You'd pretty much have to do "fake pruning", performing the same
computation as pruning without actually pruning.

> > In practice HOT generally works well enough that the number of heap
> > pages that prune significantly exceeds the subset that are also
> > vacuumed during the second pass over the heap -- at least when heap
> > fill factor has been tuned (which might be rare). The latter category
> > of pages is not reported on by the enhanced autovacuum logging added
> > to Postgres 14, so you might be able to get some sense of how this
> > works by looking at that.
>
> Is there an extra "not" in this sentence? Because otherwise it seems
> like you're saying that I should look at the information that isn't
> reported, which seems hard.

Sorry, yes.
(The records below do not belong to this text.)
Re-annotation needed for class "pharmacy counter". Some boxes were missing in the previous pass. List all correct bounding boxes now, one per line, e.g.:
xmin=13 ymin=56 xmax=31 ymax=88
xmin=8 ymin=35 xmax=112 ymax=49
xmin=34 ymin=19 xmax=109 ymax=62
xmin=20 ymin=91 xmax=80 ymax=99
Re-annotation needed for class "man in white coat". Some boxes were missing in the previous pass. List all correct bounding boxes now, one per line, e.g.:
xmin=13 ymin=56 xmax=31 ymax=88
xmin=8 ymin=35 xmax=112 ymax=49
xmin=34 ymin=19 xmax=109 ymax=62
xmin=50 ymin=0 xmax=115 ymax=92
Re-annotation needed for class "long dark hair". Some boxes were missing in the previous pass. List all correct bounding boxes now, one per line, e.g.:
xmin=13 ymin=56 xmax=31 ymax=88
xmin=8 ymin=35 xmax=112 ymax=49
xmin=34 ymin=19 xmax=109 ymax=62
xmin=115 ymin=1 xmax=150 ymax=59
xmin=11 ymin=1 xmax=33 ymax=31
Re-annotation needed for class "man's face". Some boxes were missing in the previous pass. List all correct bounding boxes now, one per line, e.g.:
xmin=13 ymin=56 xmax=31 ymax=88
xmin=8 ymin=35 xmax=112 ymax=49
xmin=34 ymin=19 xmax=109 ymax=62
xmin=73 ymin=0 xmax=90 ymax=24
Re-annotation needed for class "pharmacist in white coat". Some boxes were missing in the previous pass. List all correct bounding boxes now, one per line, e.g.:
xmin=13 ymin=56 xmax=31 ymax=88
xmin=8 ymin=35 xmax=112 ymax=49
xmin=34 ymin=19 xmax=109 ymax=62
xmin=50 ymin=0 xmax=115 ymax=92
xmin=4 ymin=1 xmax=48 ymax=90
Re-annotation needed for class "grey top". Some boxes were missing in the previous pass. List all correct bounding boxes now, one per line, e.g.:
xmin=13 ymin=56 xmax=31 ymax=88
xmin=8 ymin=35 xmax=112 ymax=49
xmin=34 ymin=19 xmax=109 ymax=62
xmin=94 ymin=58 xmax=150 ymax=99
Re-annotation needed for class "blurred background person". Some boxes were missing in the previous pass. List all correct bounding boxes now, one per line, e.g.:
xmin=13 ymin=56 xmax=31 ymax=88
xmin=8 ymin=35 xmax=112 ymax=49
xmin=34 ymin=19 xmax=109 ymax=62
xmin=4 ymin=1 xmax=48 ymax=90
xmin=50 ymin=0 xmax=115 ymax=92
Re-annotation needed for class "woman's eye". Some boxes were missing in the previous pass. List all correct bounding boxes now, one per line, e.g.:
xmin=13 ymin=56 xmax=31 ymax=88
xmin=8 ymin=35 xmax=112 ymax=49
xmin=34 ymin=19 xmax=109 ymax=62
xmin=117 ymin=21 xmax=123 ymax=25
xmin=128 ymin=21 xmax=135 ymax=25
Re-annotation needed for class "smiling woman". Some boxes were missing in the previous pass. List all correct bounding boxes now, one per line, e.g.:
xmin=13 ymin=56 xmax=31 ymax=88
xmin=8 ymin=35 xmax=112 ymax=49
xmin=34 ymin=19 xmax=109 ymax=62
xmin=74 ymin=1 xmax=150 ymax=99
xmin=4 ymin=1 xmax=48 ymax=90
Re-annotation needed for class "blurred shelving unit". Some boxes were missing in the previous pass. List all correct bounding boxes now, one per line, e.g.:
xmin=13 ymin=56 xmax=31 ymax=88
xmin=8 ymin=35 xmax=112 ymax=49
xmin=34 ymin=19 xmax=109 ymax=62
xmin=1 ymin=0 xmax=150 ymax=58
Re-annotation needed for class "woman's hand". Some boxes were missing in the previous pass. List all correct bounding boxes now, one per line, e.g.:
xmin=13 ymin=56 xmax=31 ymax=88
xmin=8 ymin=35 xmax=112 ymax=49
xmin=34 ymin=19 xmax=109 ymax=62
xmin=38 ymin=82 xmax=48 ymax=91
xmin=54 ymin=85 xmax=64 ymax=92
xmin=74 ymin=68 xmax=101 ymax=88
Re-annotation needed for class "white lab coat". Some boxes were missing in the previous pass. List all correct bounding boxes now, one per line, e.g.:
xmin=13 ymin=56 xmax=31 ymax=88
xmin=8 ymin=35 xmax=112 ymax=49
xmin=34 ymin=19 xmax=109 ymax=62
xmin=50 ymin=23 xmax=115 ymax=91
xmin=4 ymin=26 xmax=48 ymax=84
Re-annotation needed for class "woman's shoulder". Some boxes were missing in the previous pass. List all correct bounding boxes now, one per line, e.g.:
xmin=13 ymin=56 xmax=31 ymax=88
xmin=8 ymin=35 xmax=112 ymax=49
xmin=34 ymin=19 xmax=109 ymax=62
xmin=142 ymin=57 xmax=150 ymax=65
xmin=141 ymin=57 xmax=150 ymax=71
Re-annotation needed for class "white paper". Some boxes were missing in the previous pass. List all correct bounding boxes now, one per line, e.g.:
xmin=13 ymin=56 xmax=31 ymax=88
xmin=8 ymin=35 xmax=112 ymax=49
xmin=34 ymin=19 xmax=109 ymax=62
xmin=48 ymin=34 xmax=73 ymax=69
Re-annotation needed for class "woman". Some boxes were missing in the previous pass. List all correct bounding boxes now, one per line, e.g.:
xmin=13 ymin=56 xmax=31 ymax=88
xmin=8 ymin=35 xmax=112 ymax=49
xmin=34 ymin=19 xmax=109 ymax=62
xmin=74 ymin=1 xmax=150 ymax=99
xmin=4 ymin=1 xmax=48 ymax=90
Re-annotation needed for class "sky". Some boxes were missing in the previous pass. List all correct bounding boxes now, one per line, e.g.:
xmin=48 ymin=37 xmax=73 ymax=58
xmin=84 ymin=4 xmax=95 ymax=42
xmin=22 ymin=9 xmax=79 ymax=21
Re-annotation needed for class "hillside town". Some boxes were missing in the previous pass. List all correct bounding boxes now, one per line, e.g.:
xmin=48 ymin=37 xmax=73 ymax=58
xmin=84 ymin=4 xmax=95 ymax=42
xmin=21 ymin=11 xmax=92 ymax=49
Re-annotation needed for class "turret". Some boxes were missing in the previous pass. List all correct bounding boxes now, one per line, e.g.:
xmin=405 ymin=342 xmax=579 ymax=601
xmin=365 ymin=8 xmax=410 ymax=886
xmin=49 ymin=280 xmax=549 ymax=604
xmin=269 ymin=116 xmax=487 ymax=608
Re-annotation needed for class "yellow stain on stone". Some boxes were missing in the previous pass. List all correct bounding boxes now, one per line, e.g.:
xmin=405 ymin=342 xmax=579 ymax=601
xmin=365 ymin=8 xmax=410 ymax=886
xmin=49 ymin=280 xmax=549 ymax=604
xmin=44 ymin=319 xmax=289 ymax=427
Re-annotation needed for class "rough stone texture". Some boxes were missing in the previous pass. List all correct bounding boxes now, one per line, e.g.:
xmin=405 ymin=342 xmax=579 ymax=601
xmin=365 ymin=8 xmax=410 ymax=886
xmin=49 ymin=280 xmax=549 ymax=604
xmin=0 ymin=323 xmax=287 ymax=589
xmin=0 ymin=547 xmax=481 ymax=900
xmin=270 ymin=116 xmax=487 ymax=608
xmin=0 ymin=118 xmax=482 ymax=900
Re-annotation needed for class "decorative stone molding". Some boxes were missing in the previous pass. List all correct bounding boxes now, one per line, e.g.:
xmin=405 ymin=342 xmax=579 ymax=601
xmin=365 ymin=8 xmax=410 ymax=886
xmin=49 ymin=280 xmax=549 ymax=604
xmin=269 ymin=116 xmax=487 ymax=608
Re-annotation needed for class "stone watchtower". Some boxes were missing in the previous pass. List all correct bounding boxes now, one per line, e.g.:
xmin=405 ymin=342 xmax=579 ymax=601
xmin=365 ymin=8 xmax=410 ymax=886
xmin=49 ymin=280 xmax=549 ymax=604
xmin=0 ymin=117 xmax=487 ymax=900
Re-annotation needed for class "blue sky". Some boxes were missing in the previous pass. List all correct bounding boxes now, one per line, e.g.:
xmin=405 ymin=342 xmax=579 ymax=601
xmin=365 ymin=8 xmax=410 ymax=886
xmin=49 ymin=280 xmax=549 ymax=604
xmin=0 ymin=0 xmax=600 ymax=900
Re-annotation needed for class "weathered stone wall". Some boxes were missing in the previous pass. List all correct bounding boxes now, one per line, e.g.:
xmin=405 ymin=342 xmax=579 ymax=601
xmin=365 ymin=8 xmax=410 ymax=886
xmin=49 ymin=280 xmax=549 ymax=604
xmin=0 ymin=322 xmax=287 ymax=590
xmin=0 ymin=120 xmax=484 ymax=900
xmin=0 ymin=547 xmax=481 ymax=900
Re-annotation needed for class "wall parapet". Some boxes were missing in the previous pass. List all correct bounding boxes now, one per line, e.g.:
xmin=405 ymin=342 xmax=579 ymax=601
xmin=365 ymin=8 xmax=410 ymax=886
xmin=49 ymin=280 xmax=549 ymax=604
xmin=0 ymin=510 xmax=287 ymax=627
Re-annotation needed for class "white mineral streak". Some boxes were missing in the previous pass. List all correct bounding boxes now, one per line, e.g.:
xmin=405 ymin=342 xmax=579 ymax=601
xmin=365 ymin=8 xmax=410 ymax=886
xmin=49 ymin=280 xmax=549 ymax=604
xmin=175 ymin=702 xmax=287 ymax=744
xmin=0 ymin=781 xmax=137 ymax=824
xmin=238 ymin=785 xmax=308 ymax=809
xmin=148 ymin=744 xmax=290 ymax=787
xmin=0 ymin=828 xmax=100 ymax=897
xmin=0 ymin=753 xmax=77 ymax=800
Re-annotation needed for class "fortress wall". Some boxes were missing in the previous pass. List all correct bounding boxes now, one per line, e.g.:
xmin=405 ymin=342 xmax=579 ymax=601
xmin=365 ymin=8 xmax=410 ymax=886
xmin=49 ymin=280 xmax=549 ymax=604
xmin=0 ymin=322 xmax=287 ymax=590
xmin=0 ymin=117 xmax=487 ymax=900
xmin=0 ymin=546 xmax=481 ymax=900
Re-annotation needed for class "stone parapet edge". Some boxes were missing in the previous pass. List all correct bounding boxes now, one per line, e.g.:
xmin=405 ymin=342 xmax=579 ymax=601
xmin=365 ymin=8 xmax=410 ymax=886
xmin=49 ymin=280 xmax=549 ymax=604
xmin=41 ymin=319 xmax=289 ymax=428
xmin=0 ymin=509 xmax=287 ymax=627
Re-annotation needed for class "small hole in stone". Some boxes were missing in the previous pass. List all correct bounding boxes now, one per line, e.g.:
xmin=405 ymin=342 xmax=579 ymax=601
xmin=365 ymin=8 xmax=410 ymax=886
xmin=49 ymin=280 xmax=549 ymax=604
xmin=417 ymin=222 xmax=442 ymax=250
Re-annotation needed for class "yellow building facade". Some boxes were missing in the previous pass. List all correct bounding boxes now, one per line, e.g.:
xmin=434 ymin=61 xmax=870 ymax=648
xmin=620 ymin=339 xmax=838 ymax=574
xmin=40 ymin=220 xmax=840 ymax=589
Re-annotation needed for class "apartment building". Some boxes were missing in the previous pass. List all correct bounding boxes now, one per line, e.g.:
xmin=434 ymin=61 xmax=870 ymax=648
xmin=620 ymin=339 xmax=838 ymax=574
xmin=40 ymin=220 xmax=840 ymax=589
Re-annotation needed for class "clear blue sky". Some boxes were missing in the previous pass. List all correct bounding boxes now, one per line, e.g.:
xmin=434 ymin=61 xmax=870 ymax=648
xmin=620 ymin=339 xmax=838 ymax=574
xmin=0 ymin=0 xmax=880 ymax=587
I meant "now" (as in, as of Postgres 14).

> In any case, I think this might be a death knell for the whole idea.
> It might be good to cut down the number of page writes by avoiding
> writing them twice -- but not at the expense of having the second pass
> have to visit a large number of pages it could otherwise skip. I
> suppose we could write only those pages in the first pass that we
> aren't going to need to write again later, but at that point I can't
> really see that we're winning anything.

Right. I think that we *can* be more aggressive about deferring heap
page vacuuming until another VACUUM operation with the conveyor belt
stuff. You may well end up getting almost the same benefit that way.

> Yes, I wondered about that. It seems like maybe a running VACUUM
> should periodically refresh its notion of what cutoff to use.

Yeah, Andres said something about this a few months ago. Shouldn't be
very difficult.

> I think my concern here is about not having too many different code
> paths from heap vacuuming. I agree that if we're going to vacuum
> without an on-disk conveyor belt we can use an in-memory substitute.

Avoiding special cases in vacuumlazy.c seems really important to me.

> However, to Greg's point, if we're using the conveyor belt, it seems
> like we want to merge the second pass of one VACUUM into the first
> pass of the next one.

But it's only going to be safe to do that with those dead TIDs (or
distinct generations of dead TIDs) that are known to already be
removed from all indexes, including indexes that have the least need
for vacuuming (often no direct need at all). I had imagined that we'd
want to do heap vacuuming in the same way as today with the dead TID
conveyor belt stuff -- it just might take several VACUUM operations
until we are ready to do a round of heap vacuuming.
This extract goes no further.